For the first time in a couple of games, the Browns’ secondary defended well. Joe Haden shut down Dwayne Bowe (en route to a day that included three tackles and two tremendous deflections) and had very few flaws in his performance. His near interception early could have been a game changer. Buster Skrine also played well, the cornerback got beat a couple of times but the opponent failed to execute. The former Tennessee-Chattanooga star is putting together a nice 2013 campaign. The wide out (for the Chiefs) with the best stats ended up to be Donnie Avery – who only garnered three grabs and thirty-one yards. Both safeties were brilliant in stopping the run once again. Tashaun Gipson and T.J. Ward tallied a combined nineteen tackles, a sack, and a quarterback hit. These guys have not gotten an opportunity to collect an interception as of late – but that may come before too long.

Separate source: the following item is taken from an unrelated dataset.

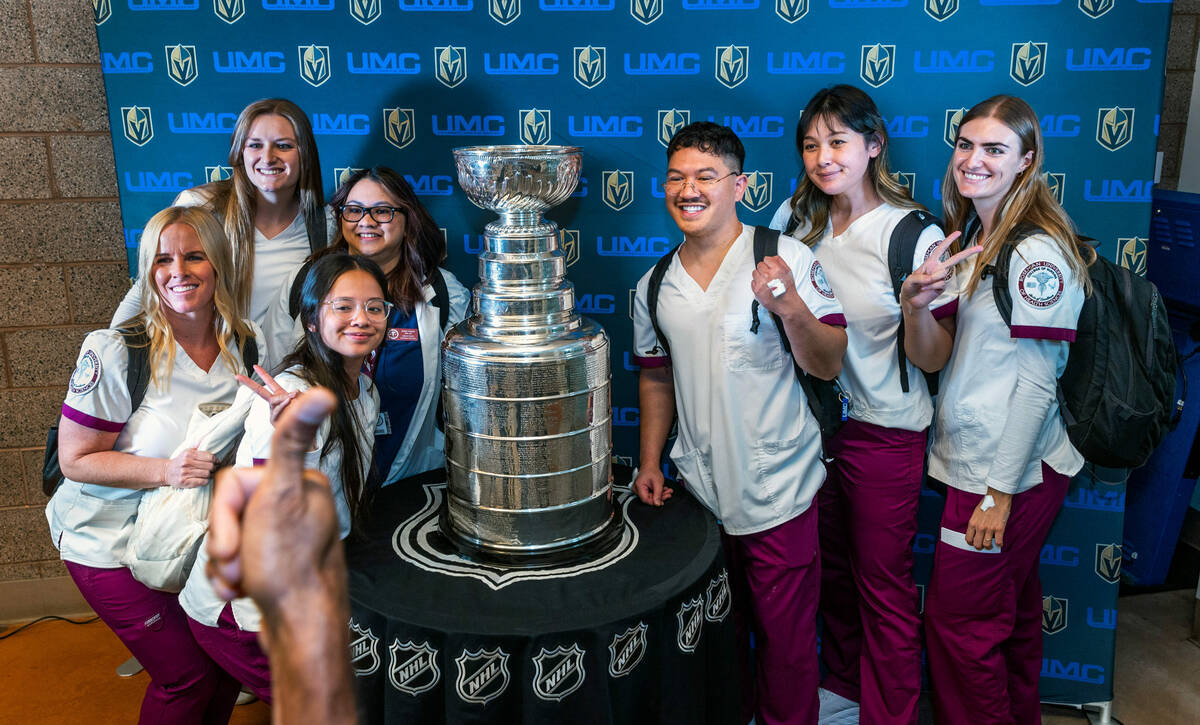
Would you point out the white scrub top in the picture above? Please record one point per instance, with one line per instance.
(748, 448)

Special Teams: Outside of the muffed punt, the special teams were fairly solid for the Browns. Billy Cundiff and Spencer Lanning did their jobs well, and the coverage units make tackles downfield. Following a great defensive stop, it is extremely deflating for the defense to go back on the field after a turnover. This alone tilted the scales in the home team’s favor and put the Browns at a huge disadvantage. Now both punt returners have muffed a punt this season; it will be interesting to see how the coaching staff handles this duty going forward (especially following the Travis Benjamin knee sprain).
Coaching: Better play usually yields a favorable opinion on the coaching staff; I thought the offensive game plan was great for Campbell and the offense. There was a masterful combination of shorter and longer throws, with a mix in of running plays and trickery. This week, Ray Horton stated his defense would be more aggressive and it proved to be true. The second half featured sacks and pressure on Alex Smith; the defense finished with six takedowns of the signal caller. They also only allowed three points in the second half – hopefully Horton can see what occurred after halftime and duplicates that game plan.